Texas Language Technology Center develops low-cost textbook alternative
With textbooks often costing more than rent, many students will be relieved to know the Texas Language Technology Center (TLTC) is working on an alternative to the bulky old textbook that’s easier on the wallet and offers interactive features and compelling content.
The TLTC has won a two-year, $263,000 award from the U.S. Department of Education’s Fund for the Improvement of Post-Secondary Education (FIPSE) to develop a publishing model for foreign language instructional materials to combat the rising costs of textbooks. The collaboratively published textbook will allow students and instructors to customize materials by editing existing content or adding their own.
“Improving foreign languages curriculum for University of Texas students is our first goal,” says Carl Blyth, TLTC director. “But, at the same time, we want to produce scholarship and pedagogical products that we can give away to the world. This is something the university is doing for the greater good that’s central to the open education movement.”
The award brings the TLTC’s grant funding total to more than $1 million since its inception three years ago. In fall 2007, TLTC in collaboration with Liberal Arts Instructional Technology Services (LAITS) was awarded a three-year $540,000 FIPSE grant and in spring 2008 it was awarded a twoyear $250,000 grant from the Texas Higher Education Coordinating Board.
In its latest endeavor, TLTC will form a publishing consortium with Rice University, Texas Christian University and Lone Star Community College in Houston. The goal is to create an online French textbook that will be free of charge and free of copyright and licensing restrictions, as well as a printon- demand version that will cost a fraction of most commercially published textbooks.
A beginning foreign language textbook typically costs $125 (and $200 with all the ancillaries, such as audio tapes, video tapes and workbooks). By comparison, Français interactif, a TLTC online curriculum aimed at first-year UT French students, offers a range of prices andoptions: free downloadable PDFs or print-on-demand textbooks delivered to your doorstep for just $16.95 for black and white or $50.95 for color.
Blyth describes Français interactif’s content as spontaneous, authentic and playful in tone. It features first-year French students studying abroad who serve as virtual tour guides. The TLTC model focuses on the language learner and the process of learning by showing the interaction between the native and non-native speaker.
“Foreign languages have been at the forefront of educational technology,” says Blyth. “We’re trying to enrich the context as much as we can to make it a more authentic learning experience. The new pedagogy is about creating a richer context: simulation, visualization and text.” Blyth finds that a multimedia approach brings all of these aspects together.

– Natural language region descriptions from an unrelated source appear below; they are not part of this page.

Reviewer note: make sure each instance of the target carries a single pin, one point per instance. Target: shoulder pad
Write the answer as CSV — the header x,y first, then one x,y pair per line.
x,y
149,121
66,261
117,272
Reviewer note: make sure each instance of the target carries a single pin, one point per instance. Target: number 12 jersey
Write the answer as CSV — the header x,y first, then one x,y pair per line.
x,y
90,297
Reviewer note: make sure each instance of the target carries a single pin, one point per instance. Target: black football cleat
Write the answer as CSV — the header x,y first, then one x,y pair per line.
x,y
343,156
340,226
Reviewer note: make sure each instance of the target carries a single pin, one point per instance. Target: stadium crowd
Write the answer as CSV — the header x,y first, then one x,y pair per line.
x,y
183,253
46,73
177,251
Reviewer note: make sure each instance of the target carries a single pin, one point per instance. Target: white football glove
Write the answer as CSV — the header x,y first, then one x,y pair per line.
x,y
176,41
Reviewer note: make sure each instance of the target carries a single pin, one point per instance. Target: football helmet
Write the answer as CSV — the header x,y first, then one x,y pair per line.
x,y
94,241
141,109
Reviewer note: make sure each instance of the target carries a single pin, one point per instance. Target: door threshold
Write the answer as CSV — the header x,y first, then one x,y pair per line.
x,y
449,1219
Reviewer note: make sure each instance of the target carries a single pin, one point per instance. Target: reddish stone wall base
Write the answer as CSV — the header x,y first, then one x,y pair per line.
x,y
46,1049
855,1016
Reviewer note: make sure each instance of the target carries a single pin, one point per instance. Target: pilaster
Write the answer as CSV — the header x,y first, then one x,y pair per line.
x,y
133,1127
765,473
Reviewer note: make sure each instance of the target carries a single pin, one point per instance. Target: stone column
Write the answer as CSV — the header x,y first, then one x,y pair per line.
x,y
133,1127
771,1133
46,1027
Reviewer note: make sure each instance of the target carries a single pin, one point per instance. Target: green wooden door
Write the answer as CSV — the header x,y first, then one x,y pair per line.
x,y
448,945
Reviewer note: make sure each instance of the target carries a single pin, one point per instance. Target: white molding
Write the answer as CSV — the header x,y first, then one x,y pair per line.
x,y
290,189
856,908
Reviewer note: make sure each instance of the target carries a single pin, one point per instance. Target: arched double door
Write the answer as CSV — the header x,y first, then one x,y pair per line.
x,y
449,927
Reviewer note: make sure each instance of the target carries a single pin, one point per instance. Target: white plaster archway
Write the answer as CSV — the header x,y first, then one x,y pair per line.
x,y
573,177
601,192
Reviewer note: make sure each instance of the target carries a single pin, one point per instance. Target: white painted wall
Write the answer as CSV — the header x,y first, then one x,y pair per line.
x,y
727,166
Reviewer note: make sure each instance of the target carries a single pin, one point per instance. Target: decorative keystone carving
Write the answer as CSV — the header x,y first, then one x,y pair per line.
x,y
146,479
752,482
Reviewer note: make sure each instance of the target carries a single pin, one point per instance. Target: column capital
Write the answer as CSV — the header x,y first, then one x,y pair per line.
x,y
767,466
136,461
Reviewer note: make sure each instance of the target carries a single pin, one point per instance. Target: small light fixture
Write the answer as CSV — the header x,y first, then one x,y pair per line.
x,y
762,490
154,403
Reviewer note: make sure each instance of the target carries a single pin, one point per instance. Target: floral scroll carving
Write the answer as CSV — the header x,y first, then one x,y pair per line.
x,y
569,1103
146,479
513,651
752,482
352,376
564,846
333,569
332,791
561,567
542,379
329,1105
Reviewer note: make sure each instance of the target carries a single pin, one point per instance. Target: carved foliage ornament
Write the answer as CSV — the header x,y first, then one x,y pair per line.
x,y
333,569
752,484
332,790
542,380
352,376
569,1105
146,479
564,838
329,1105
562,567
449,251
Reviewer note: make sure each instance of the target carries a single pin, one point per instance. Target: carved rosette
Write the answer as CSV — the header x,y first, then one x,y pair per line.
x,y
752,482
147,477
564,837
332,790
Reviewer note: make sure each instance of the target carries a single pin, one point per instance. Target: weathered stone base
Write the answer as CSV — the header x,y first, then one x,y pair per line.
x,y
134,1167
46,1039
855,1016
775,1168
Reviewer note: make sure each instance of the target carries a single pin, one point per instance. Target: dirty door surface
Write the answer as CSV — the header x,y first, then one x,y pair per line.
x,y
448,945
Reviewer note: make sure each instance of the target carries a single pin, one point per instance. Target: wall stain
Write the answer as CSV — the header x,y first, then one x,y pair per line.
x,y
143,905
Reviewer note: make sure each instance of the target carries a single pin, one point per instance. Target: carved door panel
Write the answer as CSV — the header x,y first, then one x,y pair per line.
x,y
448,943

“In the old days you’d go to a language lab and hear the input, but the input was very inauthentic: ‘Repeat after me,’” mimics Blyth. “You need to see people talking. We’re trying to get students to communicate and that requires a context; it requires another person.”
For Kelle Keating, a Ph.D. candidate and assistant instructor in the Department of French and Italian, one of the greatest benefits of the new endeavor is that students work with all of the textbook exercises in the early stages, giving them direct input in the way the curriculum is shaped.
Keating, who is also the first TLTC graduate student grantee, notes that with ownership comes more responsibility. “Sometimes you have to say, ‘yes, I know this exercise is confusing, I’m not sure what we were thinking,’” she says of some of the older Français interactif exercises and the importance of listening and incorporating student feedback.
This is when the flexibility of using online resources and the ability to collaborate to develop the best resources really pays off.
“The traditional textbook is a package,” says Keating. “You can’t take it apart and put it back together. Some parts are going to be great and some parts might not be so great.” Some may have great cultural content, but poor presentation of grammar, or vice versa, she explains.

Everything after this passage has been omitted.